The deflecting magnetic field causes a voltage to appear at its pins, which is fed to the input of a highly sensitive amplifier like UPD1-03, where it is amplified, and then goes to control the current of the electromagnet ₅₀ kits 5. The ammeter in the circuit of the electromagnet shows the value of the current at which it creates magnetic field, compensating the effect of the deflecting field. Include automatic welding machine. & At the time of ignition of the arc, an additional magnetic field arises in the gap, due to the welding current, which affects the sensor 4. Its magnitude at a distance of 20 mm from the electrode is of the order of 0.01 T. This leads to a change in voltage at the terminals of the sensor 4 on 20-30 mkv. Simultaneously with the ignition of the arc from the shunt 10, a voltage proportional to the magnitude of the welding current begins to flow into the hardware unit 11. The potentiometer in the voltage divider circuit establishes the proportionality of this voltage to the value of the additional magnetic field acting on sensor 4.

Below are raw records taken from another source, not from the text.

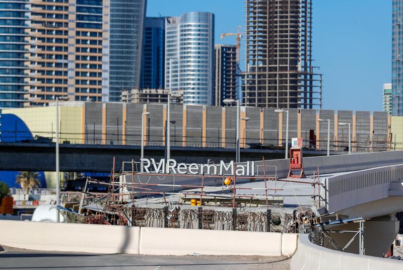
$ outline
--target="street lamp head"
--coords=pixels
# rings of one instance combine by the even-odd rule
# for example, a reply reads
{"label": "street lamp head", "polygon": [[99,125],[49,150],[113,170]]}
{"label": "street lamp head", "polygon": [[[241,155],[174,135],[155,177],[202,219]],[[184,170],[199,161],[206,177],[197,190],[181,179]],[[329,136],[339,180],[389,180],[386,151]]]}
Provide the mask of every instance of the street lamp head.
{"label": "street lamp head", "polygon": [[236,102],[236,101],[235,99],[232,99],[229,98],[226,98],[224,100],[223,100],[223,102],[224,102],[224,104],[232,104],[235,103]]}
{"label": "street lamp head", "polygon": [[171,96],[174,98],[176,98],[176,99],[180,99],[182,98],[182,96],[183,95],[181,94],[171,94]]}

In this case, the ammeter should show the same current value of the electromagnet as it was before turning on the welding current. As a result, a voltage of 20-30 μV is additionally applied to the input of the highly sensitive amplifier, which compensates for the change in voltage at the outputs of sensor 4, caused by the magnetic field induced by the welding current on it. Thus, only a voltage proportional to the magnitude of the magnetic field deflecting the welding arc and the current in the electromagnet 5 is fed to the amplifier input, as it moves along the junction of the welding head 3, sensor 4 and electromagnet 5, it is constantly supported + enough to compensate for it fields. This is how the welding process is carried out with the elimination of the magnetic blast.

The proposed method in comparison with the base object, which is a known method, provides for the expansion of the scope of welding with the elimination of magnetic blast on almost all types of welded structures with X- and Y-shaped groove edges, when welding joints with slotted grooves in the welded housing ”! and t ₍ d.

Claims (1)

Claim The method of arc welding, in which ^: in the cutting of the welded joint, a control magnetic field is created, and the intensity of the magnetic field is controlled by two summable signals, one of which is removed from the sensor to measure the intensity of the magnetic field at the welding site, characterized in that seams with narrow 7 916169 8 deep cuttings in the vertical movement of the welding electrode 'and the welding process, as the second signal, use the voltage removed from the welding arc circuit and is proportional to the welding current.